Ich hatte ne ISA 3COM Etherlink III in nem PC und man muss ihr übers BS erstmal zu nem scan auffordern, bevor die überhaupt erkannt, dass nen LAN-Kabel angeschlossen wurde und "anging".
Nimm lieber ne billige 100Mbit Karte mit Realtek GTS chip dann biste gut dabei.
Ansonsten muss es einfach gehen vorallem weil Punkt 3 bei deiner beschreibung schon unnnötig ist.
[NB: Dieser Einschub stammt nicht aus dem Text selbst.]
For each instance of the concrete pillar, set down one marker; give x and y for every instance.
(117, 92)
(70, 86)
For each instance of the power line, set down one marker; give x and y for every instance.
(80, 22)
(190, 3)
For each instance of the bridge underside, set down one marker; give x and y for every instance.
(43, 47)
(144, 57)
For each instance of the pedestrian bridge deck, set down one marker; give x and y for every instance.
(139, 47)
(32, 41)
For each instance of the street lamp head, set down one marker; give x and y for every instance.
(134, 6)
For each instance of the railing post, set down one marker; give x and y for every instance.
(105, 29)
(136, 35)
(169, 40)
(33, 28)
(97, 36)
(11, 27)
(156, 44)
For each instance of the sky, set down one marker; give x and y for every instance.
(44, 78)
Die IP gibt sich dein Controller selbst wenn du die Freigabe aktivierst. (Daher kann man mit Windows auch nur einen solchen ISC-Server (Internet Connection Sharing) innerhalb eines Netzes betreiben, weil sich windows weigert als Host sich eine andere IP als 192.168.0.1 zu geben; achte daher auch, dass dein eigentlicher Router nicht schon diese IP hat !)


----------



## riedochs (11. Juni 2008)

*AW: 2.Rechner über Netzwerk für CSS Server einrichten*



|L1n3 schrieb:


> Ansonsten muss es einfach gehen vorallem weil Punkt 3 bei deiner beschreibung schon unnnötig ist. Die IP gibt sich dein Controller selbst wenn du die Freigabe aktivierst. (Daher kann man mit Windows auch nur einen solchen ISC-Server (Internet Connection Sharing) innerhalb eines Netzes betreiben, weil sich windows weigert als Host sich eine andere IP als 192.168.0.1 zu geben; achte daher auch, dass dein eigentlicher Router nicht schon diese IP hat !)
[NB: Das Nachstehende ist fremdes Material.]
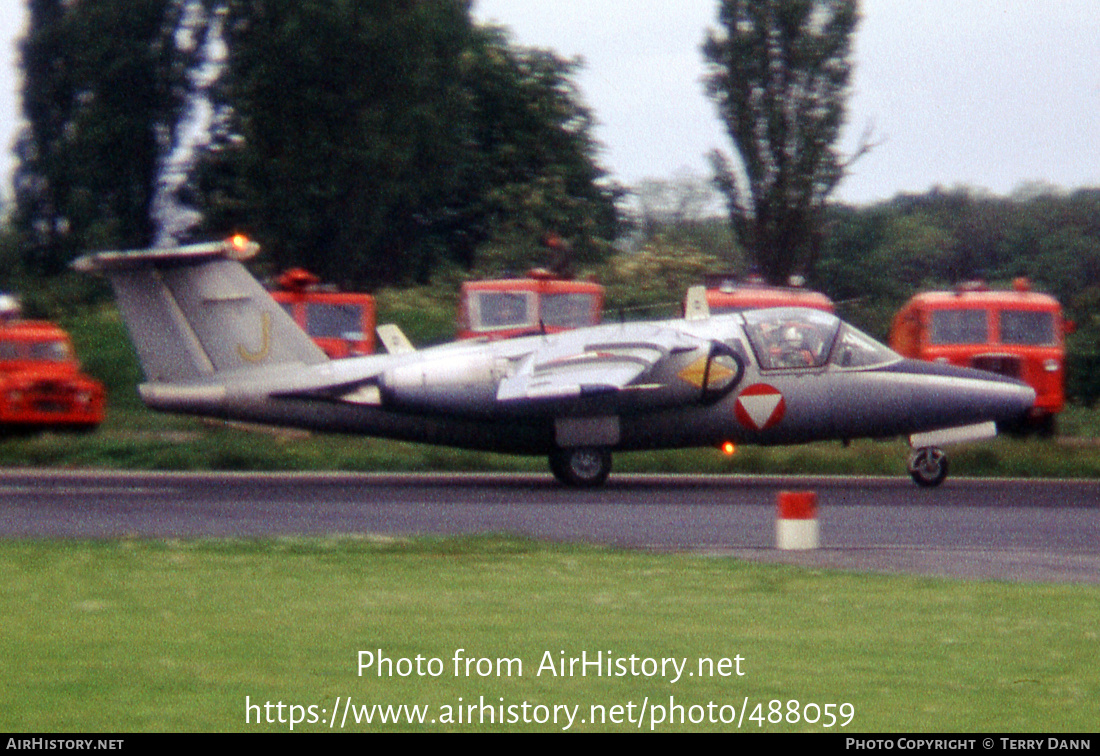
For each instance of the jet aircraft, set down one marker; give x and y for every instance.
(211, 341)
FALSCH!!! Für die automatische IP-Vergabe wird ein DHCP-Server benötigt.


----------



## riedochs (11. Juni 2008)

*AW: 2.Rechner über Netzwerk für CSS Server einrichten*



goliath schrieb:


> Hier schon das 1. Problem: Per Ping Befehl kennt PC1 diese IP schonmal gar nicht... Woran liegt das ???
> 
> 4. In den Netzwerkeigenschaften für den WLAN Stick muss ich doch die IP freilassen, sonst verbindet der mich ja nicht mehr mit der Fritz Box...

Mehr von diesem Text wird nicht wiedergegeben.